On 20 February 2011, he was awarded the Jerusalem Prize for the Freedom of the Individual in Society.[24] He accepted the prize, despite controversy[25] and pressure from groups and individuals opposed to the Israeli government.[26][27] McEwan responded to his critics, and specifically the group British Writers in Support of Palestine (BWISP), in a letter to The Guardian, stating in part, "There are ways in which art can have a longer reach than politics, and for me the emblem in this respect is Daniel Barenboim's West-Eastern Divan Orchestra – surely a beam of hope in a dark landscape, though denigrated by the Israeli religious right and Hamas. If BWISP is against this particular project, then clearly we have nothing more to say to each other."[28] McEwan's acceptance speech discussed the complaints against him and provided further insight into his reasons for accepting the award.[29] He also said he will donate the amount of the prize, "ten thousand dollars to Combatants for Peace, an organisation that brings together Israeli ex-soldiers and Palestinian ex-fighters."[29]

Personal life

He has been married twice.
تزوج مرتين
His second wife, Annalena McAfee, was formerly the editor of The Guardian's Review section. In 1999, his first wife, Penny Allen, took their 13-year-old son to France after a court in Brittany ruled that the boy should be returned to his father, who had been granted sole custody over him and his 15-year-old brother.[30]
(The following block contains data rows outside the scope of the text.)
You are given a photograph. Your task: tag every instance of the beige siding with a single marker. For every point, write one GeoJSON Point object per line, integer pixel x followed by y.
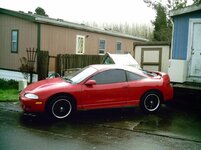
{"type": "Point", "coordinates": [59, 40]}
{"type": "Point", "coordinates": [27, 39]}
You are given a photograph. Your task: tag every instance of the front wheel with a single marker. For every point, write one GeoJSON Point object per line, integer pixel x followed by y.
{"type": "Point", "coordinates": [60, 107]}
{"type": "Point", "coordinates": [151, 101]}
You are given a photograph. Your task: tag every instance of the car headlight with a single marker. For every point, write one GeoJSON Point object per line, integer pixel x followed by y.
{"type": "Point", "coordinates": [31, 96]}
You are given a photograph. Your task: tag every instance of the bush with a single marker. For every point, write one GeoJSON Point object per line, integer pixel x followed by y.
{"type": "Point", "coordinates": [8, 84]}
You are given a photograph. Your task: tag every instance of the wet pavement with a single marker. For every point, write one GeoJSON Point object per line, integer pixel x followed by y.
{"type": "Point", "coordinates": [127, 128]}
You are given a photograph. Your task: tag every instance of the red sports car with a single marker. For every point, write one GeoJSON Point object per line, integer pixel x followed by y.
{"type": "Point", "coordinates": [97, 86]}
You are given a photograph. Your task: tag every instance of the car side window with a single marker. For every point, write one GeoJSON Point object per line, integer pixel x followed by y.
{"type": "Point", "coordinates": [132, 76]}
{"type": "Point", "coordinates": [110, 76]}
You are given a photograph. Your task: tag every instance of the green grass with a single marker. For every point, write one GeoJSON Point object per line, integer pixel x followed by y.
{"type": "Point", "coordinates": [8, 90]}
{"type": "Point", "coordinates": [9, 95]}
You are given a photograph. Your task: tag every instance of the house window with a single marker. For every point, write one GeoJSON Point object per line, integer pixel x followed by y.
{"type": "Point", "coordinates": [14, 41]}
{"type": "Point", "coordinates": [102, 47]}
{"type": "Point", "coordinates": [118, 48]}
{"type": "Point", "coordinates": [80, 44]}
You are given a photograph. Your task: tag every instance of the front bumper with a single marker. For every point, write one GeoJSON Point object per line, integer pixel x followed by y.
{"type": "Point", "coordinates": [32, 106]}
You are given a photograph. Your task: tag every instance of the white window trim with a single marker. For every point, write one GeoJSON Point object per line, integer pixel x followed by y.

In 2002, McEwan discovered that he had a brother who had been given up for adoption during World War II; the story became public in 2007.[31] The brother, a bricklayer named David Sharp, was born six years earlier than McEwan, when his mother was married to a different man. Sharp has the same parents as McEwan but was born from an affair between them that occurred before their marriage. After her first husband was killed in combat, McEwan's mother married her lover, and Ian was born a few years later.[32] The brothers are in regular contact, and McEwan has written a foreword to Sharp's memoir.